14. Why? What happened Tuesday?
The opposition wanted to introduce amendments in parliament that would have limited the President's powers and restored the constitution to what it was in 2004. But the speaker of parliament refused to allow it. Bloody clashes followed.
15. Who was to blame for the clashes?
Depends on whom you ask. The government pointed the finger at protesters. The opposition, in turn, blamed the government. Regardless, it was the bloodiest day of protests up to that point; 28 people died.
16. Wasn't there a truce called?
Yes, the government and opposition agreed on a truce late Wednesday. But it barely took hold -- and blood was flowing again Thursday.
17. What caused the fresh clashes?
Gunfire erupted Thursday at Maidan, or Independence Square, which has been ground zero for anti-government protesters. At least 20 people died. It's unclear what prompted the gunfire. Again, finger-pointing followed: The government said protesters broke the truce; the protesters said the government did.
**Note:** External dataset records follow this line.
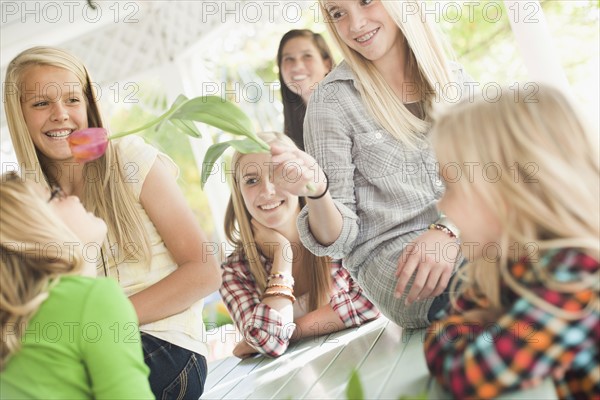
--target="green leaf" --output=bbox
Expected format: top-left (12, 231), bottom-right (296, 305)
top-left (398, 392), bottom-right (429, 400)
top-left (346, 369), bottom-right (365, 400)
top-left (154, 94), bottom-right (189, 131)
top-left (167, 118), bottom-right (202, 138)
top-left (171, 96), bottom-right (269, 149)
top-left (200, 139), bottom-right (267, 189)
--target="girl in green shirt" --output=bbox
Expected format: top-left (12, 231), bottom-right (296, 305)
top-left (0, 173), bottom-right (154, 399)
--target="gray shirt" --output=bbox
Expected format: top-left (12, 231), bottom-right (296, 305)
top-left (298, 62), bottom-right (468, 276)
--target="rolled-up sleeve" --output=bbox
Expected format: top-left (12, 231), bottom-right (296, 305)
top-left (329, 261), bottom-right (380, 328)
top-left (298, 82), bottom-right (359, 258)
top-left (219, 255), bottom-right (296, 357)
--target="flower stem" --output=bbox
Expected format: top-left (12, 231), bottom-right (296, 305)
top-left (108, 110), bottom-right (174, 140)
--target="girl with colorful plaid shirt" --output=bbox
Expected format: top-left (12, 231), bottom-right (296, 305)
top-left (220, 133), bottom-right (379, 358)
top-left (425, 84), bottom-right (600, 399)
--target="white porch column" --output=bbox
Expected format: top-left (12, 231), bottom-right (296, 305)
top-left (504, 0), bottom-right (570, 92)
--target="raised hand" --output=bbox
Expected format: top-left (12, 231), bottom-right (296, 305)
top-left (271, 142), bottom-right (327, 196)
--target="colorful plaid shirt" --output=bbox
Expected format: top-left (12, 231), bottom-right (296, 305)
top-left (425, 249), bottom-right (600, 399)
top-left (220, 252), bottom-right (379, 357)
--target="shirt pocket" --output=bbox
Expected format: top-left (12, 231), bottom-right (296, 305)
top-left (352, 130), bottom-right (404, 180)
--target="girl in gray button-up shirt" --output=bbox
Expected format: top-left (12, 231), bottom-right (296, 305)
top-left (273, 0), bottom-right (468, 328)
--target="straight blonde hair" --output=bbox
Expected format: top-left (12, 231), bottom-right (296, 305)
top-left (432, 84), bottom-right (600, 318)
top-left (4, 47), bottom-right (150, 264)
top-left (0, 173), bottom-right (84, 371)
top-left (319, 0), bottom-right (455, 146)
top-left (225, 132), bottom-right (332, 311)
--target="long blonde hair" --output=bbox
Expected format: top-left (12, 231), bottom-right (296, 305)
top-left (432, 84), bottom-right (600, 318)
top-left (0, 173), bottom-right (84, 371)
top-left (225, 132), bottom-right (331, 311)
top-left (4, 47), bottom-right (150, 262)
top-left (319, 0), bottom-right (455, 145)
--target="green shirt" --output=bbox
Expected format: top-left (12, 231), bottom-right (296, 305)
top-left (0, 276), bottom-right (154, 399)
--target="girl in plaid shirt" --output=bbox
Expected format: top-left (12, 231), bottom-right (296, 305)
top-left (425, 84), bottom-right (600, 399)
top-left (220, 133), bottom-right (379, 358)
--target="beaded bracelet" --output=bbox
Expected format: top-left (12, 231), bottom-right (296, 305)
top-left (263, 291), bottom-right (296, 303)
top-left (267, 272), bottom-right (294, 287)
top-left (306, 171), bottom-right (329, 200)
top-left (429, 224), bottom-right (458, 239)
top-left (267, 283), bottom-right (294, 292)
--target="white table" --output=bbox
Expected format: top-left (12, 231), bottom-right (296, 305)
top-left (202, 318), bottom-right (556, 400)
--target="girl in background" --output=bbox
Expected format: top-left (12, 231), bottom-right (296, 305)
top-left (5, 47), bottom-right (221, 399)
top-left (277, 29), bottom-right (334, 150)
top-left (425, 85), bottom-right (600, 399)
top-left (0, 173), bottom-right (154, 399)
top-left (221, 133), bottom-right (379, 358)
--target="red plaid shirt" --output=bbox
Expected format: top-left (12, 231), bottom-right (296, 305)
top-left (220, 252), bottom-right (379, 357)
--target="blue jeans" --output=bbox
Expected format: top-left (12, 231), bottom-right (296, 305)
top-left (141, 332), bottom-right (207, 400)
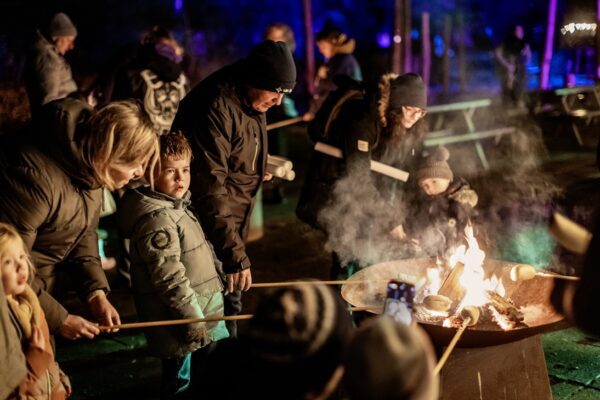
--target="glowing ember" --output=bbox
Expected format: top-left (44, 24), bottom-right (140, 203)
top-left (419, 225), bottom-right (518, 330)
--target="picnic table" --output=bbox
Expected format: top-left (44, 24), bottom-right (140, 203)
top-left (424, 99), bottom-right (515, 170)
top-left (554, 85), bottom-right (600, 146)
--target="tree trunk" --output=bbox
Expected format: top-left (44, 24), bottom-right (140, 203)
top-left (403, 0), bottom-right (413, 72)
top-left (421, 12), bottom-right (432, 86)
top-left (302, 0), bottom-right (315, 96)
top-left (442, 15), bottom-right (452, 95)
top-left (392, 0), bottom-right (403, 74)
top-left (457, 12), bottom-right (467, 92)
top-left (540, 0), bottom-right (556, 89)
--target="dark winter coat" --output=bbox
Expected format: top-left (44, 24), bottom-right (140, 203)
top-left (296, 77), bottom-right (423, 230)
top-left (118, 188), bottom-right (228, 358)
top-left (112, 45), bottom-right (189, 133)
top-left (173, 63), bottom-right (267, 273)
top-left (0, 98), bottom-right (108, 331)
top-left (25, 31), bottom-right (77, 111)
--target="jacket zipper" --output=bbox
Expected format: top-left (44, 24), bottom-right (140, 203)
top-left (252, 132), bottom-right (258, 171)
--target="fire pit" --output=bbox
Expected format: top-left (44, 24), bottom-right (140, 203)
top-left (342, 258), bottom-right (564, 347)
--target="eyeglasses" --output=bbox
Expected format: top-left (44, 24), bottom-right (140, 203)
top-left (402, 106), bottom-right (427, 118)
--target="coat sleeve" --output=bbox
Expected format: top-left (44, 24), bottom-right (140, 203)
top-left (184, 99), bottom-right (250, 273)
top-left (66, 189), bottom-right (109, 302)
top-left (0, 167), bottom-right (68, 332)
top-left (132, 212), bottom-right (204, 329)
top-left (35, 52), bottom-right (61, 104)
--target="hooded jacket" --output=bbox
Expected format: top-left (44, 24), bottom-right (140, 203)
top-left (25, 31), bottom-right (77, 110)
top-left (296, 76), bottom-right (424, 230)
top-left (0, 98), bottom-right (108, 332)
top-left (112, 45), bottom-right (189, 134)
top-left (118, 187), bottom-right (229, 358)
top-left (172, 62), bottom-right (267, 273)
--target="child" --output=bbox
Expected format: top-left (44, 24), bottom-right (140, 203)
top-left (0, 223), bottom-right (71, 400)
top-left (407, 147), bottom-right (478, 255)
top-left (118, 133), bottom-right (229, 398)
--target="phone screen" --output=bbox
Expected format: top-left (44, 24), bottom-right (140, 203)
top-left (383, 280), bottom-right (415, 325)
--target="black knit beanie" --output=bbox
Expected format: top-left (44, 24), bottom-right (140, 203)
top-left (417, 146), bottom-right (454, 182)
top-left (48, 13), bottom-right (77, 37)
top-left (390, 73), bottom-right (427, 110)
top-left (244, 40), bottom-right (296, 93)
top-left (344, 315), bottom-right (439, 400)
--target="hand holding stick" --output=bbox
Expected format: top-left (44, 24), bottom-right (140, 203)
top-left (433, 306), bottom-right (479, 375)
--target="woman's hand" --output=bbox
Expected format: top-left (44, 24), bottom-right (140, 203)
top-left (88, 292), bottom-right (121, 332)
top-left (31, 325), bottom-right (46, 350)
top-left (58, 314), bottom-right (100, 340)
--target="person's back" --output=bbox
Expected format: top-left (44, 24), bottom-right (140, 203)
top-left (25, 13), bottom-right (77, 113)
top-left (118, 134), bottom-right (228, 397)
top-left (112, 27), bottom-right (188, 134)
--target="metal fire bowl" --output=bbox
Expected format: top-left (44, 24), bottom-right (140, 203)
top-left (342, 258), bottom-right (567, 347)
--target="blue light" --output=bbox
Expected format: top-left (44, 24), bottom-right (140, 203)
top-left (377, 32), bottom-right (392, 49)
top-left (173, 0), bottom-right (183, 14)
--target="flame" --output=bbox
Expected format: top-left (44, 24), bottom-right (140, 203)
top-left (424, 225), bottom-right (514, 330)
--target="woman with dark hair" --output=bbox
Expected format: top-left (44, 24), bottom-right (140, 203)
top-left (0, 98), bottom-right (158, 339)
top-left (296, 73), bottom-right (427, 276)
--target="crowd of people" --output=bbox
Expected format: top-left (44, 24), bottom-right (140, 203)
top-left (0, 9), bottom-right (592, 399)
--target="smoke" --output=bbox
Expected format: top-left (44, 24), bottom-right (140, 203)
top-left (319, 112), bottom-right (561, 272)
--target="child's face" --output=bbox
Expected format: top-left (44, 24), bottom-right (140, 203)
top-left (154, 157), bottom-right (190, 199)
top-left (0, 240), bottom-right (29, 295)
top-left (419, 178), bottom-right (450, 196)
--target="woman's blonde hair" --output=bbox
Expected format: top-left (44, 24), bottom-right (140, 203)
top-left (82, 100), bottom-right (160, 190)
top-left (0, 222), bottom-right (35, 282)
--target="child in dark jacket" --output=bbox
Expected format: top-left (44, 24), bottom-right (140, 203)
top-left (406, 147), bottom-right (478, 256)
top-left (119, 133), bottom-right (229, 398)
top-left (0, 223), bottom-right (71, 400)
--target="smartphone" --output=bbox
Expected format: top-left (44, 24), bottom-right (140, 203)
top-left (383, 279), bottom-right (415, 325)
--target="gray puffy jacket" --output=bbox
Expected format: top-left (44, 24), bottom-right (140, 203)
top-left (118, 188), bottom-right (229, 358)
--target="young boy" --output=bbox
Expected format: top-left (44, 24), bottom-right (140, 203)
top-left (119, 133), bottom-right (229, 398)
top-left (407, 147), bottom-right (478, 255)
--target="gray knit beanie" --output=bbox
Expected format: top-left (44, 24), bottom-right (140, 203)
top-left (344, 315), bottom-right (439, 400)
top-left (48, 13), bottom-right (77, 37)
top-left (417, 147), bottom-right (454, 182)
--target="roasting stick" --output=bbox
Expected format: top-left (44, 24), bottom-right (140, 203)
top-left (98, 306), bottom-right (376, 332)
top-left (510, 264), bottom-right (579, 282)
top-left (315, 142), bottom-right (408, 182)
top-left (433, 307), bottom-right (479, 375)
top-left (267, 117), bottom-right (303, 131)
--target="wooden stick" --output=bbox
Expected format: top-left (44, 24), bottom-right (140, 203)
top-left (433, 317), bottom-right (471, 375)
top-left (250, 279), bottom-right (389, 288)
top-left (267, 117), bottom-right (303, 131)
top-left (315, 142), bottom-right (409, 182)
top-left (98, 306), bottom-right (377, 332)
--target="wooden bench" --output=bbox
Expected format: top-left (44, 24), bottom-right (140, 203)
top-left (424, 99), bottom-right (515, 170)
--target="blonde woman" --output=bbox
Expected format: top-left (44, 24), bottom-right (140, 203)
top-left (0, 98), bottom-right (158, 339)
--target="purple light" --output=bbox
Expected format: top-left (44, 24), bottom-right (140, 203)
top-left (377, 32), bottom-right (392, 49)
top-left (173, 0), bottom-right (183, 14)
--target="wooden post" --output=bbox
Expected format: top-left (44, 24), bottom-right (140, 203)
top-left (421, 12), bottom-right (432, 86)
top-left (402, 0), bottom-right (413, 72)
top-left (596, 0), bottom-right (600, 79)
top-left (442, 15), bottom-right (452, 95)
top-left (302, 0), bottom-right (315, 96)
top-left (540, 0), bottom-right (556, 89)
top-left (392, 0), bottom-right (402, 74)
top-left (457, 12), bottom-right (467, 92)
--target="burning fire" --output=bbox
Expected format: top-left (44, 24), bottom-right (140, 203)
top-left (422, 225), bottom-right (518, 330)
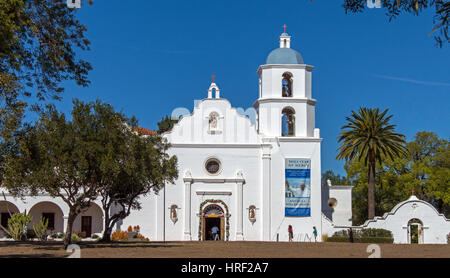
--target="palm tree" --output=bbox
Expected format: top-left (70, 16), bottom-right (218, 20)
top-left (336, 108), bottom-right (407, 219)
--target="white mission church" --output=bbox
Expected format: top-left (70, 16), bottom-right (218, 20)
top-left (0, 29), bottom-right (450, 243)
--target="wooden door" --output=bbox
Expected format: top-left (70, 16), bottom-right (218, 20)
top-left (81, 216), bottom-right (92, 237)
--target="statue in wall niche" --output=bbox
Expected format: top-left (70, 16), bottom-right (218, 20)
top-left (170, 205), bottom-right (178, 224)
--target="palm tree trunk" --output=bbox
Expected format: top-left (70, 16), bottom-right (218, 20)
top-left (367, 159), bottom-right (375, 219)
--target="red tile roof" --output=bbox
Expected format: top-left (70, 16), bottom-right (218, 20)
top-left (134, 126), bottom-right (157, 135)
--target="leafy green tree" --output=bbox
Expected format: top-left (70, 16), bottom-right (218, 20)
top-left (33, 216), bottom-right (48, 241)
top-left (158, 115), bottom-right (179, 134)
top-left (99, 117), bottom-right (178, 242)
top-left (0, 0), bottom-right (91, 99)
top-left (4, 100), bottom-right (129, 246)
top-left (322, 170), bottom-right (347, 186)
top-left (343, 0), bottom-right (450, 47)
top-left (336, 108), bottom-right (407, 219)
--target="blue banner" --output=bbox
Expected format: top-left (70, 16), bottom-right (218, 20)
top-left (285, 158), bottom-right (311, 216)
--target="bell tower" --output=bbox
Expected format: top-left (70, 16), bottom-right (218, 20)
top-left (254, 29), bottom-right (318, 137)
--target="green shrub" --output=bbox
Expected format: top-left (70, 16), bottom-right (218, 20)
top-left (333, 228), bottom-right (393, 242)
top-left (8, 211), bottom-right (33, 240)
top-left (33, 216), bottom-right (48, 241)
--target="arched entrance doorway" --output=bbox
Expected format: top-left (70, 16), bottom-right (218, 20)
top-left (202, 204), bottom-right (225, 240)
top-left (408, 218), bottom-right (423, 244)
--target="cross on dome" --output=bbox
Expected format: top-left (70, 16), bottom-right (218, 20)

18. So, what happens next?
Top international diplomats have been trying to resolve the crisis. There's also been talk of sanctions.
19. Will sanctions help?
Analysts warn there's little that outside pressure could do, especially if the Ukrainian military gets involved on the side of the government.
20. What's the takeaway here?
Street protests that started in November over a trade pact have swelled into something much bigger -- a demand that the President loosen his grip on power and the constitution be changed. As a result, the eastern European country is in the midst of a wave of anti-government protests, the likes of which it hasn't seen in 10 years.
There's something else: Ukraine, the biggest frontier nation separating Russia and the European Union, is something of a pawn between Russia and the West. The EU and the U.S. think Russia wields a lot of influence. Russia denies it.
One open-ended question is how much worse it will all get.
"My own hunch," said Richard Haass, president of the Council on Foreign Relations, "is this is going to continue to escalate."